# Question about deleting photos (culling) in Cloudy and sync'd Classic libraries.



## mikebore (May 29, 2020)

With a Cloudy library and a sync'd Classic Library what happens when deleting photos (eg culling duds and dupes) from either. 

Are the following two statements correct?

1. If I delete a photo (including its referenced original) in a sync'd collection in Classic, it will remove it from the Cloud, hence it will be deleted from Cloudy.

2. If I delete a photo from Cloudy, it will remove it from the Cloud so Classic will show it as unsync'd, but not delete it. 

If this is the case then it raises a question about culling. I would like to do most of my culling  on Cloudy on my iPad, but if I do this the duds and dupes will remain in Classic but show as unsync'd. Can I filter to find all unsync'd photos in Classic and then delete them (and their originals) from Classic to keep the two libraries in step?

Thanks.


----------



## johnbeardy (May 29, 2020)

1. Yes - deleted everywhere
2. Yes, but only if it has synced into Classic.

Synced photos in Classic are the opposite of All Synced Photos. So select all in ASP, go to All Photographs and Edit > Select Inverse. That's only true for photos which have synced down into Classic.


----------



## mikebore (May 29, 2020)

Thanks for quick and helpful reply John

As my intention is to have the everything sync'd down in Classic the Select Inverse > Delete should work.


----------



## mikebore (May 29, 2020)

Ooops, just thought of a snag. I have about 500 videos in my Cloudy which I understand will download to Classic but show as unsync'd. If I use the Select Inverse method, these would be deleted. Maybe this doesn't matter, need to think about that.


----------



## johnbeardy (May 29, 2020)

Sorry, I forgot about that. Assuming the videos are in synced collections, you could also pick those up with smart collections which look for the collection names of synced collections.  But you're going to have to get into such gymnastics if you try to implement a Cloudy-first workflow which includes Classic. Once Classic is involved, it's the boss.


----------



## Jim Wilde (May 29, 2020)

If culling in Cloudy, I only use the reject flag....then later I'll filter for rejects in Classic and delete them from there.


----------



## mikebore (May 29, 2020)

Jim Wilde said:


> If culling in Cloudy, I only use the reject flag....then later I'll filter for rejects in Classic and delete them from there.

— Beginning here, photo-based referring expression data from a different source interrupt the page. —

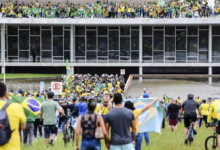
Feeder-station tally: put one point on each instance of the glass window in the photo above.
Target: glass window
(80, 46)
(23, 40)
(192, 46)
(147, 30)
(80, 30)
(113, 40)
(158, 56)
(46, 39)
(192, 30)
(170, 30)
(46, 56)
(66, 55)
(114, 56)
(91, 56)
(169, 46)
(147, 46)
(134, 40)
(57, 46)
(35, 44)
(125, 30)
(215, 46)
(158, 40)
(180, 40)
(35, 30)
(66, 40)
(102, 31)
(24, 55)
(203, 40)
(57, 30)
(12, 46)
(102, 46)
(12, 30)
(203, 56)
(125, 46)
(91, 40)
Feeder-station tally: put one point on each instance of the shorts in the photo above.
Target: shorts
(187, 120)
(74, 122)
(49, 129)
(173, 122)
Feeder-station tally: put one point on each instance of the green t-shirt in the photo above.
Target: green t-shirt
(49, 112)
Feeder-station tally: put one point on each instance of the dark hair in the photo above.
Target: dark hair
(2, 89)
(91, 105)
(117, 98)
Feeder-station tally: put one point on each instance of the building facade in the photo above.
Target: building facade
(140, 45)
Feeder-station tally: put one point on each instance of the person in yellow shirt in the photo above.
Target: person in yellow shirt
(16, 118)
(137, 113)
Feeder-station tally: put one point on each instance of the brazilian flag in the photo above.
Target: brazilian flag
(50, 13)
(30, 105)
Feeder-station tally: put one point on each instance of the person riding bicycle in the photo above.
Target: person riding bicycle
(215, 108)
(189, 107)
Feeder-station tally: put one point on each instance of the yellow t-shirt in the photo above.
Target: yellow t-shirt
(205, 109)
(16, 117)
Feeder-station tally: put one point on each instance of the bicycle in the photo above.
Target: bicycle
(211, 141)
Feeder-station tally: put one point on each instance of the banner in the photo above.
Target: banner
(151, 119)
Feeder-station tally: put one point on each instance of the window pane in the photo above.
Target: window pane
(203, 40)
(125, 46)
(66, 40)
(35, 44)
(215, 46)
(80, 30)
(192, 30)
(169, 46)
(170, 30)
(57, 46)
(80, 46)
(125, 30)
(102, 31)
(102, 46)
(12, 46)
(46, 56)
(113, 40)
(12, 30)
(24, 55)
(113, 56)
(58, 30)
(46, 39)
(23, 40)
(192, 46)
(35, 30)
(180, 40)
(147, 30)
(158, 56)
(134, 40)
(147, 46)
(158, 40)
(91, 40)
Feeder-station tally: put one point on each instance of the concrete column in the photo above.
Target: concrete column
(210, 73)
(140, 73)
(71, 43)
(210, 43)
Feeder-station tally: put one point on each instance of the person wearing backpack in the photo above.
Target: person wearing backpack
(12, 118)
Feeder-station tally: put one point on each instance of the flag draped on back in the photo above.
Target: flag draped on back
(150, 120)
(31, 105)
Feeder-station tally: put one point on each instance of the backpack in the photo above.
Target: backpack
(5, 129)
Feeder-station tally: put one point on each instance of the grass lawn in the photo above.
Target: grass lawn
(27, 75)
(166, 141)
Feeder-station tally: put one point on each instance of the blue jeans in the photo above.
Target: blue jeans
(91, 145)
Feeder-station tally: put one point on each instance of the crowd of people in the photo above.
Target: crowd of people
(95, 102)
(110, 9)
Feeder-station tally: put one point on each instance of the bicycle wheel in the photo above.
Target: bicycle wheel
(211, 143)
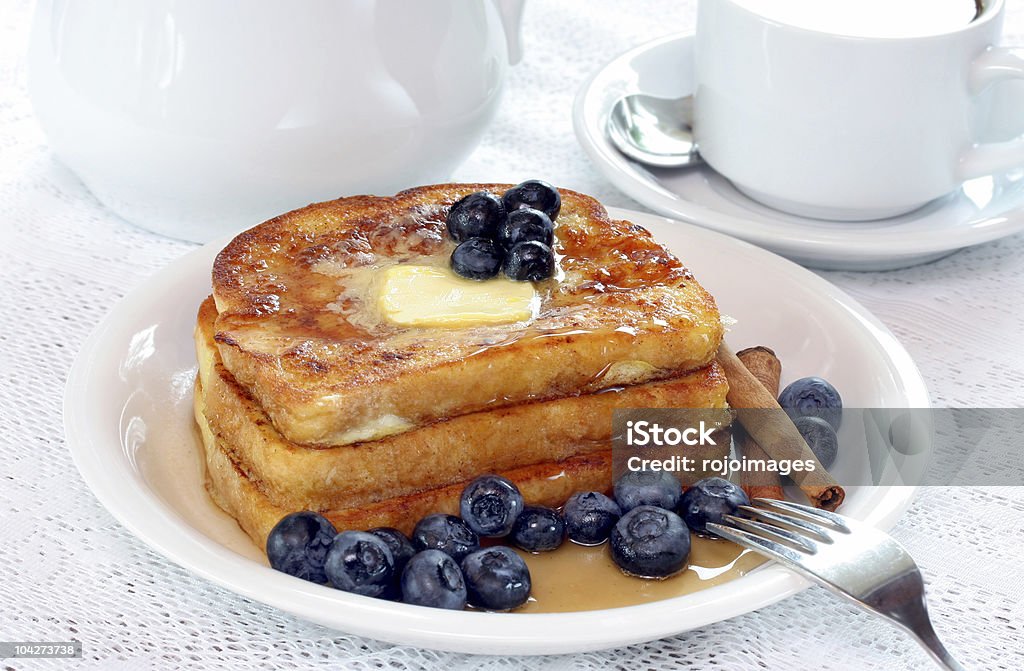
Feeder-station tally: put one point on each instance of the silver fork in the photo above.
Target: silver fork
(847, 556)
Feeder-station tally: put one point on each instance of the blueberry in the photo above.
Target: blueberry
(401, 551)
(538, 530)
(815, 397)
(534, 194)
(590, 516)
(477, 258)
(497, 579)
(489, 505)
(298, 545)
(359, 562)
(647, 488)
(525, 224)
(476, 215)
(401, 548)
(820, 436)
(445, 533)
(529, 260)
(650, 542)
(710, 500)
(432, 578)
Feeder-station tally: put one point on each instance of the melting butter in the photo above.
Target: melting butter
(431, 296)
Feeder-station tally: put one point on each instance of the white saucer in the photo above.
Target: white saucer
(982, 210)
(129, 428)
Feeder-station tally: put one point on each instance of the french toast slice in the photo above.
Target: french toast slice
(299, 329)
(299, 477)
(548, 484)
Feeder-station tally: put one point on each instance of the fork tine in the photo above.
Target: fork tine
(814, 514)
(775, 550)
(790, 521)
(774, 533)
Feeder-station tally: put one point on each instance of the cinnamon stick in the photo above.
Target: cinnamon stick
(775, 432)
(764, 365)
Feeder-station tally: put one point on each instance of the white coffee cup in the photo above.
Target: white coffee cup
(821, 123)
(198, 118)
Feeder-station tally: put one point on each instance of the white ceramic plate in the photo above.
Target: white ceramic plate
(128, 422)
(982, 210)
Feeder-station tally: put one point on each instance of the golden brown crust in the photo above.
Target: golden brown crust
(298, 477)
(286, 330)
(549, 484)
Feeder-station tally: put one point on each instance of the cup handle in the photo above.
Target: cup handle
(995, 65)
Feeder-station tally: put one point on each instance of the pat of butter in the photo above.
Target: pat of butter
(429, 296)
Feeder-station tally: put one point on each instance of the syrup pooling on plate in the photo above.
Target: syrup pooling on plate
(579, 578)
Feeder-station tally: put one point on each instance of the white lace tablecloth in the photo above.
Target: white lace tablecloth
(70, 571)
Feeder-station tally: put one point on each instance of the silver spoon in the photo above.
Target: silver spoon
(654, 131)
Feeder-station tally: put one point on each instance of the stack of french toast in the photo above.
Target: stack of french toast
(314, 393)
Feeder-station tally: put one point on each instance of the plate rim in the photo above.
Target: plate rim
(837, 245)
(140, 510)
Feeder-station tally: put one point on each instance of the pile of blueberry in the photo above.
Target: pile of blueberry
(816, 409)
(441, 565)
(512, 233)
(647, 525)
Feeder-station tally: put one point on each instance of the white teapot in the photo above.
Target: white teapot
(196, 118)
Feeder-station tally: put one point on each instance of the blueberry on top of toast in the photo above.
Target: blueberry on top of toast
(300, 328)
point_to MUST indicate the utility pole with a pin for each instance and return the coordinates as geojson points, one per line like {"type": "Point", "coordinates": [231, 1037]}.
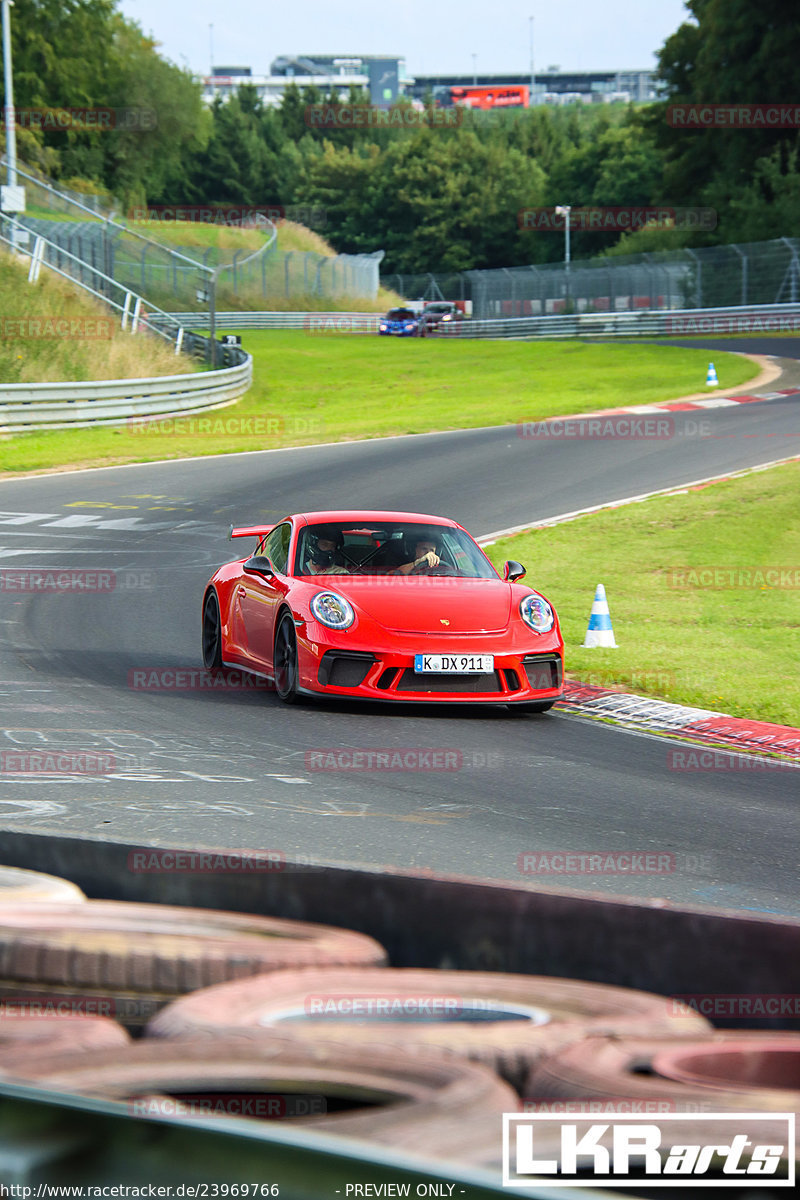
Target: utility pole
{"type": "Point", "coordinates": [11, 117]}
{"type": "Point", "coordinates": [533, 76]}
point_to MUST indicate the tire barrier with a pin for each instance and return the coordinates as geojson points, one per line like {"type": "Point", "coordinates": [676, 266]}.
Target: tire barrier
{"type": "Point", "coordinates": [445, 1108]}
{"type": "Point", "coordinates": [17, 885]}
{"type": "Point", "coordinates": [505, 1021]}
{"type": "Point", "coordinates": [32, 1036]}
{"type": "Point", "coordinates": [138, 957]}
{"type": "Point", "coordinates": [756, 1071]}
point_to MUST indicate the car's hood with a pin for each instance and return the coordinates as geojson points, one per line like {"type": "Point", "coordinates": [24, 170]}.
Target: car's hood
{"type": "Point", "coordinates": [429, 605]}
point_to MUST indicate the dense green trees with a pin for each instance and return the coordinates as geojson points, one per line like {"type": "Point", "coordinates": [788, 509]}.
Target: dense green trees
{"type": "Point", "coordinates": [434, 198]}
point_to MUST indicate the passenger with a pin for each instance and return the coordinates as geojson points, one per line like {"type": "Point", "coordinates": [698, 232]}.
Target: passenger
{"type": "Point", "coordinates": [425, 558]}
{"type": "Point", "coordinates": [322, 561]}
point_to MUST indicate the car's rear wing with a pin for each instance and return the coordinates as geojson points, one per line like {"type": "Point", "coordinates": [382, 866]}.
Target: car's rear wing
{"type": "Point", "coordinates": [251, 531]}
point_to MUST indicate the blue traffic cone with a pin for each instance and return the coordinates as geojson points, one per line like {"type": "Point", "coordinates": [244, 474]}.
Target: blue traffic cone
{"type": "Point", "coordinates": [600, 631]}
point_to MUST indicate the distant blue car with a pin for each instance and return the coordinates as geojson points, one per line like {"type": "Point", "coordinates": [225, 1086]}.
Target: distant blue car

Brilliant, that is what I needed to know! I really like the flick up/flick down tool on the iPad.

Thanks.


----------



## johnbeardy (May 29, 2020)

Yes, and that is what I do. It was more important before Adobe finally added the Deleted Items trash, but it's still a good safeguard because it ensures that you do have a local copy and hopefully  a backup, too.


----------